Huguette Clark, 84, arrived at Manhattan’s Doctors Hospital by ambulance in 1991 anxious, malnourished and dehydrated, her face disfigured from untreated skin cancer.
Not your typical heiress whose estate would be valued at more than $300 million at her death 20 years later.
She was assigned a private-duty nurse, who stayed at her bedside 12 hours a day, seven days a week.
Clark elected to spend her last two decades in the hospital. She lavished upon the nurse and her family at least $31.9 million in cash gifts and property, Bill Dedman and Paul Clark Newell, Jr. report in their meticulous and absorbing “Empty Mansions: The Mysterious Life of Huguette Clark and the Spending of a Great American Fortune.”
The title refers to Clark’s lavish unused homes, including three apartments in a limestone Fifth Ave. co-op that she kept vacant while spending $300,000 a year on hospital care. That’s 42 rooms, excluding bathrooms. Annual maintenance and taxes: $342,000.
There was also a 23.5-acre Santa Barbara, California, estate, Bellosguardo, with 1,000 feet of ocean frontage that she didn’t visit for 60 years. She kept the bare-bones house staff to about a half-dozen.
She never moved into a New Canaan, Connecticut, getaway she purchased in 1951 that grew to 52 acres when she bought land as a buffer.
Huguette was the youngest of seven children of William Andrews Clark. Born in a four-room log cabin on a Pennsylvania farm in 1839, he became one of the wealthiest Americans of his day through copper mining and other ventures.
He was as enterprising as Huguette was eccentric and profligate.
After briefly studying Greek, Latin and law at Iowa Wesleyan University, he went west to Colorado in search of gold, a five-month, 800-mile trip by ox-drawn carriage.
Later, in Montana, he thrived by selling flour and tobacco, lending money and hauling U.S. mail 450 miles from Western Montana to Walla Walla, in what’s now Washington state.
His foray into copper mining coincided with the advent of the transatlantic cable, telephone, full-metal-jacket bullet and commercially practical incandescent light bulb.
“All of these advances in communication, everyday life, and warfare would depend on W.A. Clark’s copper,” write Dedman and Newell, whose father was Huguette Clark’s first cousin.
The authors describe W.A. as a tough but fair businessman but make no excuses for a bribery scandal behind a bid for U.S. senate. (He resigned but was re-elected.)
After W.A.’s wife died of typhoid fever, a second marriage to a woman 39 years his junior produced Huguette. Since he ran his companies essentially as sole proprietorships, the empire collapsed soon after he died in 1925.
“W.A. failed in succession planning,” Dedman and Newell write. He left his empire in the care of his children.
From her parents Huguette inherited a passion for the arts and patronage, cultivated at New York’s Spence School. She painted, played violin and went on to collect Impressionist masterpiece paintings and Stradivariuses, which along with the real estate proved to be super investments.
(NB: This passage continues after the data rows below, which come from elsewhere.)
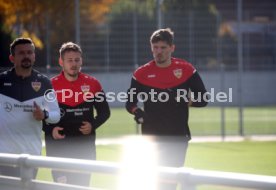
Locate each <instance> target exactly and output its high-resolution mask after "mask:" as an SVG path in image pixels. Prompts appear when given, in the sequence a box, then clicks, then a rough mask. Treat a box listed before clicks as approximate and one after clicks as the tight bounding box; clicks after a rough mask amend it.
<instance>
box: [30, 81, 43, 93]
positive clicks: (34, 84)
mask: <svg viewBox="0 0 276 190" xmlns="http://www.w3.org/2000/svg"><path fill="white" fill-rule="evenodd" d="M32 87H33V89H34V91H36V92H37V91H39V90H40V88H41V82H32Z"/></svg>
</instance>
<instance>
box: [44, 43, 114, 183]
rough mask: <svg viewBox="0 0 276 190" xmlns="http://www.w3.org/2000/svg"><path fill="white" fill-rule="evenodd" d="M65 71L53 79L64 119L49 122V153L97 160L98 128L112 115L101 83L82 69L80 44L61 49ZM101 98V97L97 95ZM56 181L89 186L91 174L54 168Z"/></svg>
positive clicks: (60, 64)
mask: <svg viewBox="0 0 276 190" xmlns="http://www.w3.org/2000/svg"><path fill="white" fill-rule="evenodd" d="M59 52H60V58H59V61H60V66H61V67H62V72H61V73H60V74H59V75H58V76H56V77H54V78H52V84H53V87H54V90H55V91H56V94H57V100H58V103H59V106H60V109H61V113H62V115H61V119H60V122H59V123H57V124H54V125H45V126H44V128H45V140H46V154H47V156H54V157H65V158H78V159H89V160H95V159H96V146H95V139H96V129H97V128H99V127H100V126H101V125H102V124H103V123H104V122H105V121H106V120H107V119H108V118H109V116H110V110H109V105H108V103H107V101H106V97H105V93H104V92H103V89H102V86H101V84H100V82H99V81H98V80H97V79H96V78H94V77H92V76H89V75H87V74H85V73H82V72H80V70H81V66H82V63H83V61H82V50H81V48H80V46H79V45H77V44H75V43H72V42H67V43H64V44H63V45H62V46H61V48H60V50H59ZM96 97H98V98H96ZM52 176H53V179H54V181H55V182H59V183H68V184H74V185H82V186H89V184H90V174H89V173H76V172H64V171H57V170H52Z"/></svg>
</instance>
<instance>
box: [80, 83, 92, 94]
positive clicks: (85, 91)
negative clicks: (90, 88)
mask: <svg viewBox="0 0 276 190" xmlns="http://www.w3.org/2000/svg"><path fill="white" fill-rule="evenodd" d="M81 91H82V92H83V93H84V94H85V93H87V92H89V91H90V86H89V85H86V84H84V85H82V86H81Z"/></svg>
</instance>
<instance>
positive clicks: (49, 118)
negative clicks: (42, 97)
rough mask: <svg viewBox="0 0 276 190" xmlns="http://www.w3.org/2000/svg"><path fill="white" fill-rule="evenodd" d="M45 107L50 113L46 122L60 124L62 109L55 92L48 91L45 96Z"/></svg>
mask: <svg viewBox="0 0 276 190" xmlns="http://www.w3.org/2000/svg"><path fill="white" fill-rule="evenodd" d="M43 105H44V108H45V110H46V111H48V113H49V117H48V118H47V119H46V120H45V122H46V123H51V124H54V123H58V122H59V120H60V109H59V106H58V102H57V100H56V96H55V93H54V91H53V90H48V91H47V93H46V94H45V95H44V101H43Z"/></svg>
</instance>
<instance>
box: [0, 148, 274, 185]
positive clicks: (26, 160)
mask: <svg viewBox="0 0 276 190" xmlns="http://www.w3.org/2000/svg"><path fill="white" fill-rule="evenodd" d="M0 165H13V166H18V167H20V168H21V178H15V177H8V176H1V175H0V185H1V188H4V189H5V190H17V189H36V190H46V189H60V190H69V189H70V190H95V188H87V187H80V186H74V185H67V184H56V183H50V182H43V181H38V180H32V179H31V176H32V175H31V173H32V169H34V168H51V169H60V170H67V171H82V172H95V173H108V174H115V175H117V174H119V173H120V172H121V171H122V170H123V169H124V167H125V166H124V165H122V164H120V163H112V162H106V161H91V160H80V159H69V158H54V157H44V156H31V155H27V154H21V155H17V154H3V153H0ZM158 174H159V175H158V177H159V179H166V180H170V181H176V182H179V183H181V184H182V186H181V187H182V189H186V190H187V189H189V190H193V189H195V188H196V186H198V185H222V186H231V187H242V188H253V189H267V190H275V189H276V177H273V176H263V175H252V174H240V173H229V172H216V171H206V170H195V169H191V168H185V167H182V168H171V167H158Z"/></svg>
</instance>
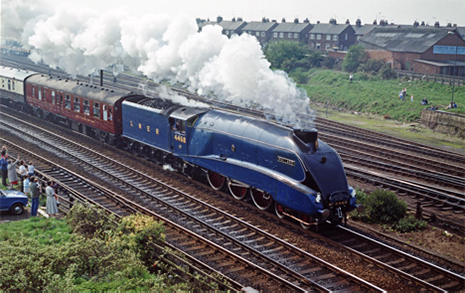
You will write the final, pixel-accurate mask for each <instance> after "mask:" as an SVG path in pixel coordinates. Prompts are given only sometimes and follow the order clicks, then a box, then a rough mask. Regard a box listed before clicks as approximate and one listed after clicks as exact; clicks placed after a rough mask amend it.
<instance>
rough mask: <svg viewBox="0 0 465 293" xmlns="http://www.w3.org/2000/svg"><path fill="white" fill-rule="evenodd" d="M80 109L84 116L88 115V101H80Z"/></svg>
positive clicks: (89, 112)
mask: <svg viewBox="0 0 465 293" xmlns="http://www.w3.org/2000/svg"><path fill="white" fill-rule="evenodd" d="M82 108H83V110H84V114H86V115H90V105H89V100H83V101H82Z"/></svg>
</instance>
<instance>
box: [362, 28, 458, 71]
mask: <svg viewBox="0 0 465 293" xmlns="http://www.w3.org/2000/svg"><path fill="white" fill-rule="evenodd" d="M360 44H361V45H362V46H364V47H365V49H366V50H367V51H368V52H370V51H373V52H372V54H370V53H369V54H370V56H371V55H376V54H378V55H379V54H382V55H383V56H384V58H383V59H384V60H385V61H387V62H391V63H392V67H393V68H395V69H401V70H408V71H413V72H420V73H430V74H449V75H452V74H453V72H454V68H456V73H455V74H456V75H459V76H465V41H464V40H463V38H462V37H461V36H460V35H459V33H458V31H457V30H456V29H455V30H454V29H452V30H450V29H448V28H434V27H421V26H420V27H412V28H383V29H378V28H375V29H373V30H372V31H371V32H369V33H367V34H366V35H365V36H364V37H363V38H361V39H360ZM456 45H458V46H457V55H456V54H455V52H456V51H455V50H456ZM377 51H379V52H378V53H376V52H377ZM383 51H387V52H388V53H387V54H386V52H383ZM386 56H390V57H386ZM455 58H457V61H456V62H455ZM455 64H456V66H455Z"/></svg>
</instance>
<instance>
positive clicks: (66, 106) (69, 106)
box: [65, 95, 71, 110]
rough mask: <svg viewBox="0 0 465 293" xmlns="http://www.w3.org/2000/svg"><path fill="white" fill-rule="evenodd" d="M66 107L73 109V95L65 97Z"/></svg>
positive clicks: (69, 108) (67, 95) (70, 108)
mask: <svg viewBox="0 0 465 293" xmlns="http://www.w3.org/2000/svg"><path fill="white" fill-rule="evenodd" d="M65 108H66V109H69V110H71V97H70V96H69V95H66V97H65Z"/></svg>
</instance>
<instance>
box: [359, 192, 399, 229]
mask: <svg viewBox="0 0 465 293" xmlns="http://www.w3.org/2000/svg"><path fill="white" fill-rule="evenodd" d="M366 209H367V214H368V216H369V217H370V219H372V221H373V222H374V223H383V224H393V223H394V222H396V221H399V220H400V219H402V218H403V217H404V216H405V215H406V214H407V204H406V203H405V202H403V201H402V200H399V199H398V198H397V196H396V194H395V193H393V192H391V191H387V190H382V189H376V190H375V191H373V193H372V194H371V195H370V196H369V197H368V198H367V200H366Z"/></svg>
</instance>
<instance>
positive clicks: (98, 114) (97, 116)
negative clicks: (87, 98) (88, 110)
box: [93, 102, 100, 118]
mask: <svg viewBox="0 0 465 293" xmlns="http://www.w3.org/2000/svg"><path fill="white" fill-rule="evenodd" d="M93 114H94V117H97V118H100V104H99V103H95V102H94V111H93Z"/></svg>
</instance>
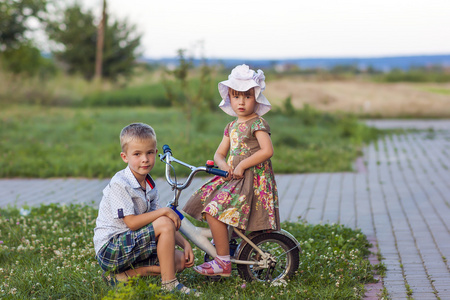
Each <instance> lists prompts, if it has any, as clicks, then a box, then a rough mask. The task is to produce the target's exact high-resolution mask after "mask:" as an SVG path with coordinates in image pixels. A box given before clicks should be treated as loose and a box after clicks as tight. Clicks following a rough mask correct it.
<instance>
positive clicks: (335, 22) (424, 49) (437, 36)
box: [80, 0, 450, 59]
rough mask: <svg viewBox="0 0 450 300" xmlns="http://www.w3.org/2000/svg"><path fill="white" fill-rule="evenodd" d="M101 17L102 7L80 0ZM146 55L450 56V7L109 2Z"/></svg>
mask: <svg viewBox="0 0 450 300" xmlns="http://www.w3.org/2000/svg"><path fill="white" fill-rule="evenodd" d="M80 1H81V4H82V6H83V7H85V8H87V9H91V10H92V11H93V12H94V13H95V14H96V15H98V16H100V14H101V7H102V3H103V0H80ZM107 3H108V11H109V13H110V15H111V16H112V17H114V18H117V19H119V20H125V19H126V20H127V22H128V23H130V24H135V25H136V27H137V29H138V31H139V32H140V33H141V34H142V39H141V44H142V49H141V51H142V52H143V56H145V57H147V58H155V59H158V58H162V57H174V56H176V54H177V50H178V49H185V50H187V53H189V54H190V55H194V56H196V57H201V56H203V57H206V58H247V59H283V58H322V57H385V56H409V55H432V54H450V34H449V32H450V0H339V1H336V0H309V1H304V0H259V1H254V0H227V1H215V0H167V1H150V0H127V1H123V0H108V1H107Z"/></svg>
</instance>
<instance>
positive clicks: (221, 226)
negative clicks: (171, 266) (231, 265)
mask: <svg viewBox="0 0 450 300" xmlns="http://www.w3.org/2000/svg"><path fill="white" fill-rule="evenodd" d="M206 220H207V221H208V224H209V228H210V229H211V232H212V235H213V239H214V244H215V245H216V251H217V257H215V258H214V260H213V261H210V262H205V263H204V264H202V265H200V266H197V267H194V271H196V272H197V273H200V274H202V275H206V276H216V275H220V276H225V277H228V276H230V275H231V261H230V245H229V242H228V229H227V225H226V224H225V223H223V222H221V221H219V220H217V219H215V218H214V217H212V216H211V215H209V214H206Z"/></svg>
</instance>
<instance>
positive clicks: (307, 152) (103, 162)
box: [0, 105, 380, 178]
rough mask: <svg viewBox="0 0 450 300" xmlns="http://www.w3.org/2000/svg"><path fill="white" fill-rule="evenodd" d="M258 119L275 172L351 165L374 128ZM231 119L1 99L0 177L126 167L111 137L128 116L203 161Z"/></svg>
mask: <svg viewBox="0 0 450 300" xmlns="http://www.w3.org/2000/svg"><path fill="white" fill-rule="evenodd" d="M265 118H266V119H267V120H268V122H269V124H270V126H271V129H272V141H273V144H274V147H275V155H274V157H273V159H272V160H273V164H274V169H275V172H276V173H295V172H298V173H304V172H338V171H351V170H352V164H353V162H354V161H355V159H356V158H357V157H358V156H359V155H360V154H361V149H362V146H363V145H364V144H365V143H368V142H370V141H373V140H374V139H376V138H377V137H378V135H379V134H380V132H379V131H378V130H375V129H371V128H368V127H367V126H365V125H363V124H361V123H358V121H357V120H356V119H355V118H353V117H349V116H339V115H329V114H324V113H319V112H318V111H316V110H313V109H310V108H308V107H306V108H304V109H302V110H295V111H294V110H289V113H287V112H286V111H285V112H283V109H274V111H273V112H270V113H268V114H267V115H266V116H265ZM230 120H232V118H231V117H229V116H227V115H226V114H224V113H223V112H216V113H207V114H204V115H201V116H200V115H197V116H196V117H195V118H193V122H192V124H190V125H188V123H187V122H186V119H185V117H184V114H183V112H182V111H180V110H178V109H176V108H158V109H156V108H151V107H103V108H73V107H72V108H67V107H51V106H37V105H27V106H25V105H22V106H17V105H14V106H5V107H4V108H3V109H2V110H1V111H0V123H1V124H0V125H1V131H0V147H1V149H2V159H1V160H0V178H11V177H39V178H48V177H88V178H108V177H111V176H112V175H114V174H115V172H117V171H118V170H120V169H122V168H124V167H125V166H124V163H123V161H122V160H121V159H120V157H119V153H120V145H119V139H118V136H119V133H120V130H121V129H122V128H123V127H124V126H125V125H127V124H129V123H132V122H145V123H148V124H150V125H152V126H153V127H154V128H155V130H156V133H157V137H158V145H159V149H161V147H162V145H164V144H169V145H170V146H171V148H172V150H173V151H174V154H175V155H176V157H178V158H180V159H182V160H184V161H186V162H188V163H190V164H193V165H203V164H204V163H205V162H206V160H208V159H212V158H213V155H214V152H215V150H216V148H217V146H218V144H219V142H220V140H221V138H222V134H223V130H224V128H225V125H226V124H227V122H229V121H230ZM187 128H189V130H190V134H189V136H190V138H189V139H188V135H187V130H186V129H187ZM152 174H154V175H155V176H163V165H162V164H156V167H155V169H154V171H153V172H152ZM180 175H184V174H180Z"/></svg>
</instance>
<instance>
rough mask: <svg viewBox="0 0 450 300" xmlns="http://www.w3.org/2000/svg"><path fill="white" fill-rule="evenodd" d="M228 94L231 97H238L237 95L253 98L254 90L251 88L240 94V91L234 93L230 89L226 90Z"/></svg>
mask: <svg viewBox="0 0 450 300" xmlns="http://www.w3.org/2000/svg"><path fill="white" fill-rule="evenodd" d="M228 93H229V94H230V95H232V96H239V95H244V96H255V89H254V88H251V89H249V90H247V91H245V92H240V91H236V90H233V89H232V88H230V87H229V88H228Z"/></svg>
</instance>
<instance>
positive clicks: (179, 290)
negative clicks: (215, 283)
mask: <svg viewBox="0 0 450 300" xmlns="http://www.w3.org/2000/svg"><path fill="white" fill-rule="evenodd" d="M174 292H180V293H183V294H186V295H194V296H196V297H199V296H200V295H201V294H202V293H200V292H197V290H196V289H190V288H188V287H186V286H185V285H184V284H182V283H178V284H177V285H176V286H175V288H174V289H173V290H172V293H174Z"/></svg>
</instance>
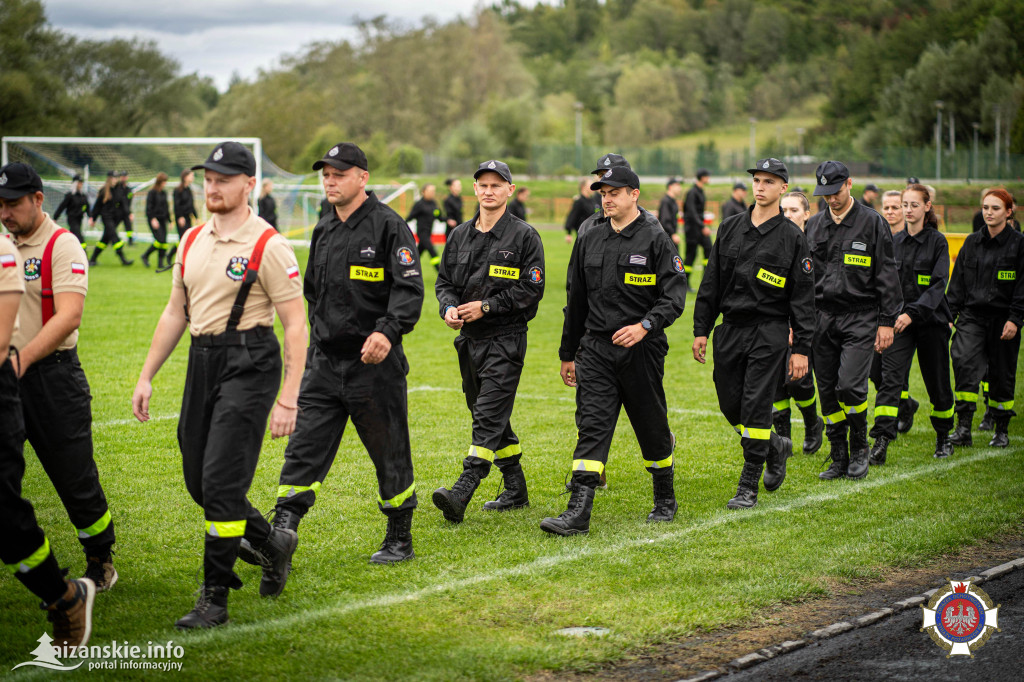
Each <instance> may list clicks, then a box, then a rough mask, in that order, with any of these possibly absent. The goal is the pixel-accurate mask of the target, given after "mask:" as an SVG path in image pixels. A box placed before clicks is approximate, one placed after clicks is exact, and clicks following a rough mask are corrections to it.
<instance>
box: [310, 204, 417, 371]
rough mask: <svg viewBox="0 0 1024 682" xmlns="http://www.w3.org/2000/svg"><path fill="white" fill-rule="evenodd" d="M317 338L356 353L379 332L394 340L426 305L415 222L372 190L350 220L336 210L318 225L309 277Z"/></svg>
mask: <svg viewBox="0 0 1024 682" xmlns="http://www.w3.org/2000/svg"><path fill="white" fill-rule="evenodd" d="M303 293H304V294H305V297H306V301H308V303H309V329H310V330H312V343H313V344H315V345H317V346H319V347H321V348H322V349H324V350H326V351H328V352H332V353H337V354H343V355H344V354H353V353H358V352H359V349H360V348H361V347H362V343H364V341H365V340H366V338H367V337H368V336H370V335H371V334H372V333H373V332H381V333H382V334H383V335H384V336H386V337H387V338H388V341H390V342H391V344H392V345H394V344H397V343H400V342H401V337H402V335H404V334H409V333H410V332H411V331H413V326H414V325H416V322H417V321H418V319H419V318H420V311H421V310H422V308H423V275H422V274H421V273H420V263H419V260H418V259H417V258H416V242H415V240H414V239H413V233H412V232H411V231H410V229H409V225H407V224H406V221H404V220H402V219H401V216H400V215H398V214H397V213H395V212H394V211H393V210H392V209H391V208H390V207H388V206H387V205H386V204H382V203H381V202H380V201H379V200H378V199H377V197H376V196H375V195H374V193H373V191H368V193H367V200H366V201H365V202H364V204H362V206H360V207H359V208H358V209H356V210H355V213H353V214H352V215H350V216H349V217H348V220H347V221H346V222H342V221H341V220H340V219H339V218H338V214H337V213H335V212H332V213H331V214H330V215H328V216H327V217H325V218H322V219H321V221H319V222H317V223H316V226H315V227H314V228H313V235H312V240H311V241H310V243H309V262H308V264H307V266H306V273H305V279H304V281H303Z"/></svg>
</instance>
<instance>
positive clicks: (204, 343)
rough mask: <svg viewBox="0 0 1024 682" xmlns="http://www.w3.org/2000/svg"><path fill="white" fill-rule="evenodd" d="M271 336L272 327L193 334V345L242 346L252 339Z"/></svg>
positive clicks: (260, 338) (268, 336)
mask: <svg viewBox="0 0 1024 682" xmlns="http://www.w3.org/2000/svg"><path fill="white" fill-rule="evenodd" d="M270 336H273V328H272V327H254V328H252V329H247V330H246V331H244V332H224V333H223V334H200V335H199V336H193V345H194V346H244V345H246V344H248V343H251V342H253V341H257V340H262V339H265V338H267V337H270Z"/></svg>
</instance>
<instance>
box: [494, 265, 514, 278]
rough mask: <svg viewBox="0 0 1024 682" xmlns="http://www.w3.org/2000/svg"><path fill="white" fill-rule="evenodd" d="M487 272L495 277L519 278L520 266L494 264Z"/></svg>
mask: <svg viewBox="0 0 1024 682" xmlns="http://www.w3.org/2000/svg"><path fill="white" fill-rule="evenodd" d="M487 274H489V275H490V276H493V278H504V279H506V280H518V279H519V268H518V267H503V266H501V265H492V266H490V268H489V269H488V270H487Z"/></svg>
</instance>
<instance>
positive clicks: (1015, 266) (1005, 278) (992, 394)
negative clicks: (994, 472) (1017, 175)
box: [946, 187, 1024, 447]
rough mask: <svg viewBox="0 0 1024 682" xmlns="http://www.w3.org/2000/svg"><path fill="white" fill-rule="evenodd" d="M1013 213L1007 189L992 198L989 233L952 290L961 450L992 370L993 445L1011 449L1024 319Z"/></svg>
mask: <svg viewBox="0 0 1024 682" xmlns="http://www.w3.org/2000/svg"><path fill="white" fill-rule="evenodd" d="M1013 206H1014V199H1013V197H1012V196H1011V195H1010V193H1009V191H1007V190H1006V189H1002V188H1001V187H999V188H994V189H989V190H988V191H986V193H985V198H984V200H983V201H982V203H981V212H982V217H983V218H984V219H985V227H984V229H981V230H980V231H977V232H974V233H972V235H970V236H968V238H967V239H966V240H964V246H963V248H962V249H961V252H959V254H958V255H957V257H956V264H955V266H954V267H953V274H952V278H951V279H950V282H949V289H948V290H947V291H946V298H947V300H948V301H949V309H950V311H951V312H952V314H953V317H954V318H955V319H956V331H955V332H954V333H953V343H952V348H951V349H950V355H951V356H952V360H953V375H954V377H955V380H956V387H955V388H956V394H955V397H956V431H955V432H954V433H953V435H952V438H951V440H952V442H953V443H954V444H956V445H966V446H970V445H972V444H973V442H972V436H971V423H972V422H973V421H974V412H975V410H976V409H977V403H978V387H979V384H980V383H981V380H982V378H983V377H984V376H985V371H986V368H987V370H988V407H989V409H990V410H991V411H992V414H993V416H994V418H995V434H994V435H993V436H992V439H991V440H990V441H989V443H988V444H989V445H991V446H993V447H1006V446H1007V445H1009V444H1010V437H1009V435H1008V432H1009V428H1010V419H1011V418H1012V417H1014V416H1015V415H1016V414H1017V413H1015V412H1014V389H1015V388H1016V383H1017V355H1018V353H1019V352H1020V346H1021V337H1020V327H1021V323H1022V317H1024V235H1021V233H1020V232H1018V231H1015V230H1014V229H1013V227H1012V226H1011V221H1012V220H1013V217H1014V212H1013Z"/></svg>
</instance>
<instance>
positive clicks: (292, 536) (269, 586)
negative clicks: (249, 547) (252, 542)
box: [254, 528, 299, 597]
mask: <svg viewBox="0 0 1024 682" xmlns="http://www.w3.org/2000/svg"><path fill="white" fill-rule="evenodd" d="M298 546H299V536H298V534H297V532H295V531H294V530H291V529H289V528H271V529H270V535H269V536H267V539H266V542H264V543H263V544H262V545H260V546H259V547H257V548H254V549H256V550H257V551H258V552H259V554H260V556H261V557H262V559H263V560H262V562H261V565H262V566H263V579H262V580H261V581H260V582H259V594H260V596H261V597H276V596H278V595H280V594H281V593H282V592H283V591H284V589H285V583H286V582H287V581H288V573H289V572H290V571H291V569H292V555H293V554H295V548H296V547H298Z"/></svg>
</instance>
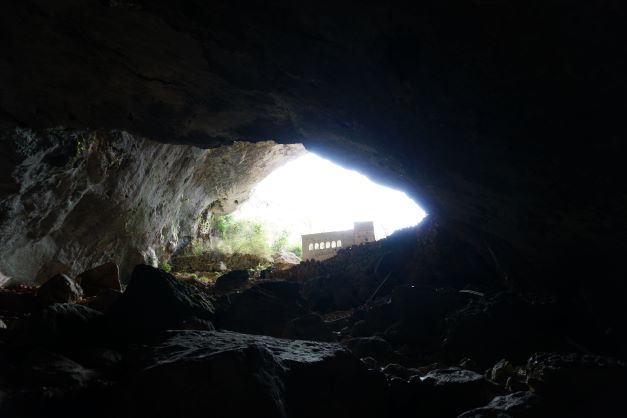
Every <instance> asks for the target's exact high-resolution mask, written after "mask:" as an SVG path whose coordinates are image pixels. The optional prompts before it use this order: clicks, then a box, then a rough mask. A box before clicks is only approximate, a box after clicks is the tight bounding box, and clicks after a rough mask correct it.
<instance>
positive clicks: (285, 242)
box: [271, 230, 288, 253]
mask: <svg viewBox="0 0 627 418" xmlns="http://www.w3.org/2000/svg"><path fill="white" fill-rule="evenodd" d="M287 237H288V233H287V231H286V230H283V231H281V233H280V234H279V236H278V237H277V238H276V239H275V240H274V242H273V243H272V247H271V248H272V252H273V253H278V252H279V251H281V250H285V249H286V248H287Z"/></svg>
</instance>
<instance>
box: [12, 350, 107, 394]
mask: <svg viewBox="0 0 627 418" xmlns="http://www.w3.org/2000/svg"><path fill="white" fill-rule="evenodd" d="M21 372H22V379H23V381H24V383H25V384H26V385H27V386H29V387H34V388H40V387H42V386H46V387H57V388H73V387H77V386H78V387H85V386H87V384H88V383H89V382H90V381H91V380H92V379H93V378H94V377H95V373H94V372H93V371H92V370H89V369H86V368H84V367H83V366H81V365H80V364H78V363H76V362H75V361H73V360H70V359H69V358H67V357H64V356H62V355H60V354H57V353H54V352H51V351H47V350H44V349H35V350H33V351H30V352H28V353H27V354H26V355H25V356H24V358H23V360H22V364H21Z"/></svg>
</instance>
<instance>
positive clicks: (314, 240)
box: [302, 221, 375, 261]
mask: <svg viewBox="0 0 627 418" xmlns="http://www.w3.org/2000/svg"><path fill="white" fill-rule="evenodd" d="M374 241H375V237H374V224H373V223H372V222H370V221H368V222H355V223H354V225H353V229H349V230H346V231H333V232H320V233H317V234H306V235H302V242H303V257H302V258H303V260H318V261H321V260H326V259H327V258H329V257H333V256H334V255H335V254H337V252H338V251H339V249H340V248H342V247H350V246H351V245H359V244H363V243H366V242H374Z"/></svg>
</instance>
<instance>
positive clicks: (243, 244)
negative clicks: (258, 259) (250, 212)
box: [218, 219, 272, 257]
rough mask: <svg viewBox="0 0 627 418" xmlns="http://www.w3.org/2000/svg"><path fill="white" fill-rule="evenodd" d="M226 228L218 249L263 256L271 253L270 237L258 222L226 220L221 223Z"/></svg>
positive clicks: (226, 250)
mask: <svg viewBox="0 0 627 418" xmlns="http://www.w3.org/2000/svg"><path fill="white" fill-rule="evenodd" d="M220 227H221V228H224V229H223V230H222V231H221V233H222V240H221V241H220V243H219V245H218V250H220V251H222V252H225V253H229V254H233V253H240V254H256V255H260V256H263V257H268V256H270V255H271V253H272V250H271V248H270V245H268V238H267V235H266V230H265V228H264V226H263V225H262V224H260V223H258V222H253V221H249V220H240V221H233V220H232V219H231V220H229V221H228V222H224V223H223V224H222V225H220Z"/></svg>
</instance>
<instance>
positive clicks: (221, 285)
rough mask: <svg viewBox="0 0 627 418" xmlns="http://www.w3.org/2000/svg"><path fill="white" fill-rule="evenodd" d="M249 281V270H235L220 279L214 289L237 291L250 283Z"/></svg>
mask: <svg viewBox="0 0 627 418" xmlns="http://www.w3.org/2000/svg"><path fill="white" fill-rule="evenodd" d="M249 279H250V272H249V271H248V270H233V271H230V272H228V273H226V274H223V275H222V276H220V277H218V278H217V280H216V284H215V286H214V289H215V290H219V291H225V290H232V289H236V288H238V287H241V286H244V285H245V284H246V283H248V280H249Z"/></svg>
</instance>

But something was amiss. A young marriage dissolved immediately and was perhaps never consummated, based on what she told people. After her mother and nurse, her closest companion was an extravagant collection of dolls and doll houses that she amassed until the end of her life.
“Empty Houses” ends with the ongoing battles over her money. There was no shortage of suspect behavior -- from lawyers, hospital administrators and relatives she never met.
While gracious and wildly generous with people she knew, Huguette was never much of a philanthropist given her resources. In the book, a relative described the trappings of inherited money: insecurity, guilt, a lack of self-worth.
“Having immense wealth,” the relative said, “can lead one to feel isolated and to have a false sense of being special.”
At least you have someplace to live.
(Philip Boroff is a reporter for Muse, the arts and leisure section of Bloomberg News. The opinions expressed are his own.)